How do I scrape the equivalent of : Highlight the whole page in browser (i.e not page source), copy/paste in Notepad (i.e no hyperlinks, just text)
class TextOnlySpider(scrapy.Spider):
name = "onepage"
allowed_domains = ["en.wikipedia.org"]
start_urls = ['https://en.wikipedia.org/wiki/Congee']
def start_requests(self):
urls = [
'https://en.wikipedia.org/wiki/Congee'
]
for url in urls:
yield scrapy.Request(url=url, callback=self.parse)
def parse(self, response):
# Below line gives HTML/javascript, etc.
# I only want TEXT equaivalent. i.e Same text content that one gets, by copying in browser and pasting in Notepad/vim
bodyText = '\n'.join(response.xpath('//text()').extract())
yield{
'text': bodyText, #TODO only get TEXT equivalent of rendered page (text seen by human eyes)
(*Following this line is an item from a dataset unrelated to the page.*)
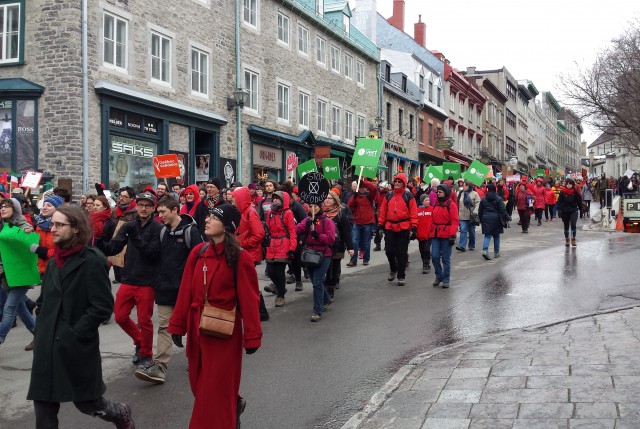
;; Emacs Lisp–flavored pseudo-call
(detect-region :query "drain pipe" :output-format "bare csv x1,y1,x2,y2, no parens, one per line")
82,0,89,194
236,0,243,182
'title': response.url, #TODO change to title
'id':response.url,
}
I want the text that humans-read, not the page-source as in this answer:
Scrapy Body Text Only
Reason:
I'll get the text representation, and page url and index it in elasticsearch so it becomes a site-search solution. I don't want messy html/js code while indexing.